Chiling Tong (董繼玲 (Dǒngjìlíng)) is an Asian Pacific American activist and a public official. She has held various public offices under George W. Bush, Barack Obama, and Donald Trump. She is currently the president and chief executive officer of The National Asian Pacific Islander American Chamber of Commerce & Entrepreneurship (National ACE) and the Founding President of the International Leadership Foundation. She is one of the most prominent female Chinese American politicians since Elaine Chao.

== Family and Education ==
Tong's father was a lieutenant general in the Republic of China Army. He served as the director of Taiwan Railways Administration (TRA), and is known as the "founding father of underground railroad in Taiwan." Tong's great-granduncle, Hollington Tong, was the ambassador of the Republic of China to the United States from 1956 to 1958, and wrote a biography of Chiang Kai-shek as one of the members within his inner circle. Her cousin Kaity Tong is a broadcast journalist and has been a television news anchor in New York City since 1981. Tong's husband is Joel Szabat, a government official at the United States Department of Transportation and co-founder of the International Leadership Foundation.

Tong graduated with a BA in English from Taiwan's Chinese Culture University, then she went to the United States in 1984 and received her MBA degree from California State University, Long Beach. She was a fellow at Coro from 1988 to 1989 and a Rajawali research fellow at Harvard's Ash Center for Democratic Governance and Innovation from 2011 to 2012.

== Career ==
Tong's political career started in California, 1991, when she joined the gubernatorial campaign for Pete Wilson. After he became the governor of California, Tong was appointed assistant-secretary for international trade in the California Trade and Commerce Agency and director of the California Office of Trade and Investment in Taiwan.

In 2000, Tong and her husband co-founded the International Leadership Foundation (ILF), a non-profit organization promoting civic awareness for Asian Pacific American college students and the community. She established the civic fellowship program, a civic leadership development program for Asian Americans and Pacific Islanders. The program provided scholarship and leadership training for more than 10,000 students over 20 years with a nationwide network of twenty chapters.

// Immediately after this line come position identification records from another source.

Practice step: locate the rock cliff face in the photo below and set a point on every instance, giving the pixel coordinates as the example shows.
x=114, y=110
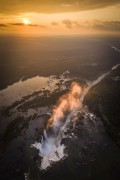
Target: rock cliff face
x=104, y=100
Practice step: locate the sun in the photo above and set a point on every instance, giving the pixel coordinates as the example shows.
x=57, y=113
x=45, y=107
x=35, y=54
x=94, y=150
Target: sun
x=26, y=21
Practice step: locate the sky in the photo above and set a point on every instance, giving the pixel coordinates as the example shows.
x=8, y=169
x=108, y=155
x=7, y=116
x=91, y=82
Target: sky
x=59, y=17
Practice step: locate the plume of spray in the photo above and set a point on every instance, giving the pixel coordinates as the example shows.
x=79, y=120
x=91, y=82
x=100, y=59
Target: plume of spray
x=62, y=113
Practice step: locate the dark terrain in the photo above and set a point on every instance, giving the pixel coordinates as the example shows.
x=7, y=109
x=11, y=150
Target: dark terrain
x=93, y=146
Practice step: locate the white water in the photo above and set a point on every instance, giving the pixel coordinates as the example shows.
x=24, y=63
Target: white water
x=50, y=148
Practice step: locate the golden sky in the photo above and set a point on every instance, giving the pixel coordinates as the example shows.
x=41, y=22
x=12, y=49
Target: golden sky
x=59, y=17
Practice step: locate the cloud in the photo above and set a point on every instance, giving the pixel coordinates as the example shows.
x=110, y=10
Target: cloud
x=3, y=25
x=68, y=23
x=107, y=25
x=54, y=23
x=52, y=6
x=95, y=25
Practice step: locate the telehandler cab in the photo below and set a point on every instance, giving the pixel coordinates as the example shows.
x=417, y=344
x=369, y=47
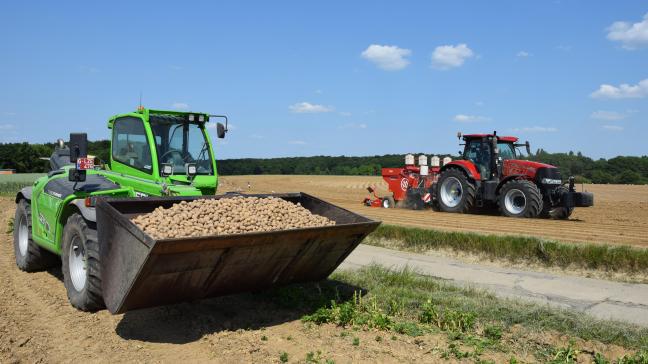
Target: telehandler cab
x=80, y=215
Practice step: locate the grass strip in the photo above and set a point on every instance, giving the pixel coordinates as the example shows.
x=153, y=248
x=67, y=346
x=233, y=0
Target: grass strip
x=617, y=258
x=412, y=304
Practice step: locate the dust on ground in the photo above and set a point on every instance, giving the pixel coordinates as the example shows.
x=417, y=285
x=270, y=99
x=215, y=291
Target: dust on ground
x=38, y=325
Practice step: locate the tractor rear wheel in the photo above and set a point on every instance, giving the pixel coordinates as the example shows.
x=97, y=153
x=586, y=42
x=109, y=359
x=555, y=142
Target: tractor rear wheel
x=455, y=193
x=388, y=202
x=81, y=270
x=29, y=256
x=520, y=198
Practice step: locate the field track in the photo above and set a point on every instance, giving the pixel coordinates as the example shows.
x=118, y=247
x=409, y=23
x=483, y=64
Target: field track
x=620, y=214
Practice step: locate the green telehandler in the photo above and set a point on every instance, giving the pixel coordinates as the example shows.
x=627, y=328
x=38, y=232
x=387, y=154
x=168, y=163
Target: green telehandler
x=79, y=216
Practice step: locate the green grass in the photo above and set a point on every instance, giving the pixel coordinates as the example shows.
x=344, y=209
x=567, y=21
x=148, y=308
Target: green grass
x=473, y=320
x=514, y=248
x=10, y=184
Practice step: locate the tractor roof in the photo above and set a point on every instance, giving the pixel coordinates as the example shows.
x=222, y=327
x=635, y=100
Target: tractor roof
x=500, y=137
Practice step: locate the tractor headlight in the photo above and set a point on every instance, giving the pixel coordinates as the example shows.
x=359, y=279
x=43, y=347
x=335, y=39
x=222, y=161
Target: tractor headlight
x=551, y=181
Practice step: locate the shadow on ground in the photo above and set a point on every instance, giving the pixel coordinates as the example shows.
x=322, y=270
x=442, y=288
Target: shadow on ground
x=187, y=322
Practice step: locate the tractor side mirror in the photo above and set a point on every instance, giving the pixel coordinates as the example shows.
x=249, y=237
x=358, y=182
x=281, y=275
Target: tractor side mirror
x=220, y=130
x=78, y=151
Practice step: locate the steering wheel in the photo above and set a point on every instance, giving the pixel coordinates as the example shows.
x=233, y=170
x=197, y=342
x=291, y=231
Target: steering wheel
x=170, y=151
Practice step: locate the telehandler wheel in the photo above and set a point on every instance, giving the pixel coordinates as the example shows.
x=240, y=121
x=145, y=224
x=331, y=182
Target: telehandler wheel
x=520, y=198
x=560, y=213
x=388, y=202
x=455, y=193
x=81, y=270
x=29, y=256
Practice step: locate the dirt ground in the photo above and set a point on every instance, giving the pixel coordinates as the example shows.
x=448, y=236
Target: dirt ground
x=38, y=325
x=619, y=214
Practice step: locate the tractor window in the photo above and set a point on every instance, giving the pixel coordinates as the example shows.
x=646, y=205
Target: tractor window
x=130, y=144
x=480, y=154
x=507, y=151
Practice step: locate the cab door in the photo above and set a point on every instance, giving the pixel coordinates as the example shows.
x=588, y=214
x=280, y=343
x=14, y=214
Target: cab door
x=133, y=157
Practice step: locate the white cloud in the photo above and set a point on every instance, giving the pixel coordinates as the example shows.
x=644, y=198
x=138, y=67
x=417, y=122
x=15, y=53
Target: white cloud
x=449, y=56
x=353, y=126
x=535, y=129
x=623, y=91
x=612, y=127
x=631, y=35
x=388, y=58
x=180, y=106
x=607, y=115
x=307, y=107
x=463, y=118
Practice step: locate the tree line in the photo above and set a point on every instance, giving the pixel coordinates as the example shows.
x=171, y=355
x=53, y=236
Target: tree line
x=25, y=158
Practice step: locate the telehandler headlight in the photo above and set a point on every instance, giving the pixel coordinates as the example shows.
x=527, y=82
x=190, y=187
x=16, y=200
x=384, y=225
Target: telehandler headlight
x=191, y=170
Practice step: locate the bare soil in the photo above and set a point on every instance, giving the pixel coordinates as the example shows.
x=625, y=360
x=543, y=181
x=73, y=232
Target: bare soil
x=38, y=325
x=619, y=214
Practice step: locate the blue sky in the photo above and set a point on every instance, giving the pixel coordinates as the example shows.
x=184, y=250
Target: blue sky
x=335, y=77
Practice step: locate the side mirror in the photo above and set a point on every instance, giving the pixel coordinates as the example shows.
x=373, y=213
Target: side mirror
x=79, y=153
x=220, y=130
x=166, y=169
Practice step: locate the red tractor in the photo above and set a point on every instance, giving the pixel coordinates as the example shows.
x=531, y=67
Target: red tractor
x=489, y=173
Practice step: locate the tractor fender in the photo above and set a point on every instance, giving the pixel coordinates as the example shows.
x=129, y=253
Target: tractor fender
x=89, y=213
x=509, y=178
x=466, y=166
x=24, y=193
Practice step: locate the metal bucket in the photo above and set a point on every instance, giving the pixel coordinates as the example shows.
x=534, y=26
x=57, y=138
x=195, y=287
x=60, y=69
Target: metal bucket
x=138, y=271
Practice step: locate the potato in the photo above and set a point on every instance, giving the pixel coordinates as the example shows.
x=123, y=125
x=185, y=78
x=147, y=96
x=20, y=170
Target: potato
x=232, y=215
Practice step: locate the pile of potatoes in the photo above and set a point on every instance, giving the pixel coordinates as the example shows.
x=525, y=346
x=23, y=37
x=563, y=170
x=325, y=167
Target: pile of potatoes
x=235, y=215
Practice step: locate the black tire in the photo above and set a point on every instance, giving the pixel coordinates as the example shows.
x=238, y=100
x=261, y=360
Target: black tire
x=458, y=200
x=388, y=202
x=524, y=199
x=29, y=256
x=80, y=239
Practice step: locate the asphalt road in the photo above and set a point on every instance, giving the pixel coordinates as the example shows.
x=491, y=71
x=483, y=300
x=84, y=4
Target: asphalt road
x=599, y=298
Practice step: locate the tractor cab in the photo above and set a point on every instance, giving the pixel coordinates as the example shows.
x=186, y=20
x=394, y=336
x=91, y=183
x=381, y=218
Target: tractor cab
x=488, y=153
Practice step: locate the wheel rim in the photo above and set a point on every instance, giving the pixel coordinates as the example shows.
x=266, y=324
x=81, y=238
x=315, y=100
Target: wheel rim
x=77, y=264
x=23, y=236
x=515, y=201
x=451, y=192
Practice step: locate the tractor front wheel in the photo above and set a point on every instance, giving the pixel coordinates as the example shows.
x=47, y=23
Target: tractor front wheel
x=29, y=256
x=520, y=198
x=81, y=270
x=455, y=193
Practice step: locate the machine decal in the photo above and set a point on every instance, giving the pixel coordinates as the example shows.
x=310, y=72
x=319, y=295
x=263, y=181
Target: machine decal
x=42, y=221
x=404, y=184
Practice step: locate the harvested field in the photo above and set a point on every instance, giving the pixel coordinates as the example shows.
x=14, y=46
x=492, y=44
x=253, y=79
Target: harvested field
x=620, y=214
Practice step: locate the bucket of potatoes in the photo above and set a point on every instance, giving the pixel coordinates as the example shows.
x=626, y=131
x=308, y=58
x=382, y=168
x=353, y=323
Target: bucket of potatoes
x=226, y=216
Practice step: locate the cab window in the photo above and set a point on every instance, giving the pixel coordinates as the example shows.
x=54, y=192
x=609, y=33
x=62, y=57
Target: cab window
x=507, y=150
x=130, y=145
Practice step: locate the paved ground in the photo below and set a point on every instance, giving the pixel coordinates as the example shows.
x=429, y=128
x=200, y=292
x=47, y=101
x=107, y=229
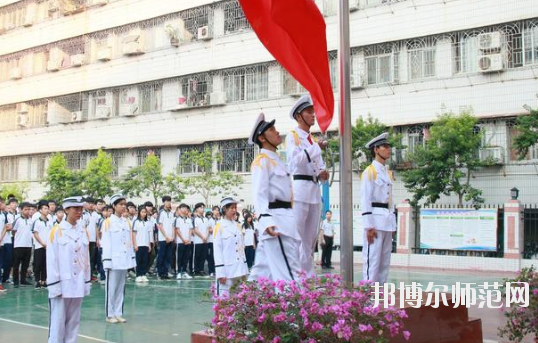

In the Bush administration, Tong served as deputy assistant secretary of the International Trade Administration in the Department of Commerce. She was responsible for improving access for US companies to Asia-Pacific markets. She also held positions at the Minority Business Development Agency.

In the Obama administration, Tong was appointed as a member of the National Advisory Council on Minority Business Enterprises. She was also a member of the White House Initiative on Asian Americans and Pacific Islanders under both President Bush and Trump.

In 2015, Tong was appointed by majority leader Mitch McConnell to be director of the Congressional Award for young leaders. Under Maryland governor Larry Hogan, Tong joined the Asian Hate Crimes Workforce to counter the rise of anti-Asian activity.

Since 2017, Tong has been the CEO of The National Asian Pacific Islander American Chamber of Commerce & Entrepreneurship (National ACE). In response to the disproportional impact of the COVID-19 pandemic on AAPI small businesses, Tong formed a business recovery and resiliency initiative through National ACE and has been helping millennial APPI entrepreneurs in the pandemic. Concerning the recovery of AAPI-owned small businesses, Tong said, "Congress needs to ensure there is a robust, long-term response to the COVID-19 crisis."